Who are the great journalists of today and yesterday? This question came to me lately for several reasons. I happened to watch Martin Eden yesterday, a wonderful Italian adaptation of the Jack London novel – until the last reel, when the film goes giddily off the rails. London’s conception of a great writer – a protean figure who combined elements of a Marxist working-class hero with Nietzsche’s Super Man – was wacky and uniquely his own. But it got me thinking – what real-life scribblers have exposed the hidden mechanisms of power, have burrowed deeply inside politics and the corporate economy and explained society to itself?

My list is heavily American – not just because I’m an American provincial, but because my kind of investigative journalism seems uniquely American. It’s also weighted with white men, because the Fourth Estate has been heavily dominated by this breed. And it mainly features alternative or independent writers (or news photographers) – because let’s face it, the stars of the mainstream press are lap poodles who seldom bite the hands that feed them.

 Here’s my list of great journalists, daring seekers of the truth who put their mission ahead of career. Of course, there are many such reporters, many of them unsung. But these journalists aimed for big game, often the biggest. I’ve even had the honor of working with or knowing some of them. All made a deep impression on me.

 Hunter S. Thompson. A surprise number-one pick, but as author Peter Richardson convincingly argues in a forthcoming book about the creator of gonzo journalism (Savage Journey), no journalist of his day wrote as passionately and truthfully about the deep evil of the Nixon presidency.

Just read these hot trumpet riffs about Nixon that Thompson blasted out. It will make you lament the fact we had no one like him to fully capture the warped malignancy of the Trump reign. (Matt Taibbi is a talented successor, but can’t hit Thompson’s crazy-true high notes.)

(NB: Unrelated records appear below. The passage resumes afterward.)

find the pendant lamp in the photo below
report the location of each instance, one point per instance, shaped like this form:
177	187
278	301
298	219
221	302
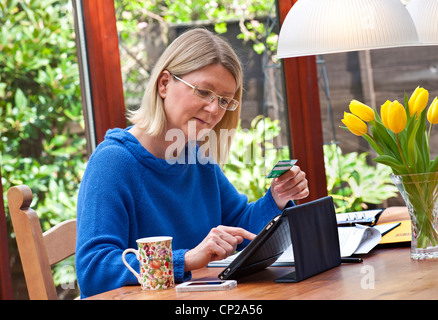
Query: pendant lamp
315	27
424	13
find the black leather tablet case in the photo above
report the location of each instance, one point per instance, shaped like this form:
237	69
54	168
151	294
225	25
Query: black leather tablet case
312	230
315	239
263	251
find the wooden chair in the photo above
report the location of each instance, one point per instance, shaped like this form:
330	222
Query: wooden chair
38	251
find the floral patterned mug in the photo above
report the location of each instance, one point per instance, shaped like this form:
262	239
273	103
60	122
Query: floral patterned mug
156	263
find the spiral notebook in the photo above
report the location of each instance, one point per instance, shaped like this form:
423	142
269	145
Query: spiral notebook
366	217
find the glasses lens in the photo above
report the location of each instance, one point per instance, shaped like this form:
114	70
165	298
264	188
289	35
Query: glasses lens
208	95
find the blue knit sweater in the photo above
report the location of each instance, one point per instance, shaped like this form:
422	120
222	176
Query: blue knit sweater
127	193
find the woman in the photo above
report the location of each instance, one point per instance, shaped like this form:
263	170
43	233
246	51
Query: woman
146	180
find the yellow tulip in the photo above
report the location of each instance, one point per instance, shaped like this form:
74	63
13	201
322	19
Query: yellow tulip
361	110
354	124
432	114
396	117
384	112
418	101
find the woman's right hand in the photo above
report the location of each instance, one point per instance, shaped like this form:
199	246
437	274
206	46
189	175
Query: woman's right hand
220	243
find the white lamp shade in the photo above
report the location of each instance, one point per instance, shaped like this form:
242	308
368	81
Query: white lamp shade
321	26
424	13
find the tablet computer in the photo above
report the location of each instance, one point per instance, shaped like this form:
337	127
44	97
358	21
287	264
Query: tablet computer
310	228
262	251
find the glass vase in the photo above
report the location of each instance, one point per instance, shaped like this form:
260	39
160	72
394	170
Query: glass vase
420	193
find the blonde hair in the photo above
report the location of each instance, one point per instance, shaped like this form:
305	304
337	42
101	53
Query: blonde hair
191	51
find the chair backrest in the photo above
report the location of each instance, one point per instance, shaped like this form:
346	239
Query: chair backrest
38	251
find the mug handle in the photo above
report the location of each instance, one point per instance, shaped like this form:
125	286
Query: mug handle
127	264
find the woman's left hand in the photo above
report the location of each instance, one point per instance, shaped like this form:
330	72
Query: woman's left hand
291	185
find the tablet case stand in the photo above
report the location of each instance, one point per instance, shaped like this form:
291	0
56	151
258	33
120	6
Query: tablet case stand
311	228
315	240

 “It is Nixon himself who represents that dark, venal and incurably violent side of the American character that almost every country in the world has learned to fear and despise… He speaks to the Werewolf in us; the bully, the predatory shyster who turns into something unrecognizable, full of claws and bleeding string-warts on nights when the moon comes too close…

 “Richard Nixon represents the dark side of the American Dream. Richard Nixon stands for everything that I would not want to happen to myself, or be, or be around. He stands for everything I not only have contempt for but dislike and think should be stomped out. Greed, treachery, stupidity, cupidity, positive power of lying, total contempt for any sort of human, constructive political instinct… Nixon represents everything that’s wrong with this country. Down the line.”

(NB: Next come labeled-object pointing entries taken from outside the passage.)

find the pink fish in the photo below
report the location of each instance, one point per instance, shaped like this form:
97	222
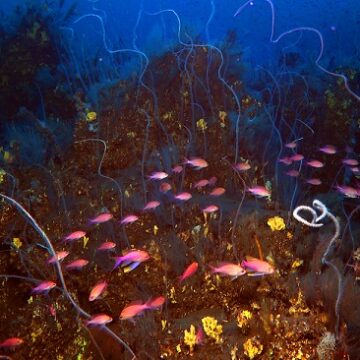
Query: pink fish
129	219
210	209
257	267
97	290
184	196
212	180
151	205
107	245
328	149
177	169
133	256
297	157
60	255
164	187
77	264
315	164
104	217
158	175
314	181
286	160
201	183
243	166
260	191
197	163
228	269
11	342
350	162
76	235
217	191
137	307
293	173
189	271
44	286
99	320
348	191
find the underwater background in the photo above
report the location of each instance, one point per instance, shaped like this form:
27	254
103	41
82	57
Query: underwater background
179	179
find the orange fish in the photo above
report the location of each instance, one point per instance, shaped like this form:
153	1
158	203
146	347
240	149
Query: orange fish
189	271
97	290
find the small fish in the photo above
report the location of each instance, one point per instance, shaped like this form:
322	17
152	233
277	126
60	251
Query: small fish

 This, my friends, is the flame-thrower journalism we need today.

Here is the rest of my admittedly impressionistic list (in no particular order). Feel free to post your own intrepid truth-tellers.

I.F. Stone

Mark Dowie

Susan Meiselas

James Ridgeway

Ruben Salazar

Warren Hinckle

 Robert Scheer

Orianna Fallaci

Glenn Greenwald

Robert Parry

Murray Waas

 Why no Woodward and Bernstein? Because, like a lot of establishment investigative reporters, their big Watergate stories were handed to them by an aggrieved wing of the Nixon government. Throughout his subsequent career, Woodward continued to be used as a channel by factions of Washington power. His reporting must be viewed through this lens. The same goes for Seymour Hersh, who began his career with the stunning expose of the My Lai massacre, but has been used too often by his deep state sources to settle scores (as with his shameful CIA-influenced book on President Kennedy, The Dark Side of Camelot).

 Give me fearless independent journalists who are not simply captives of their Beltway sources.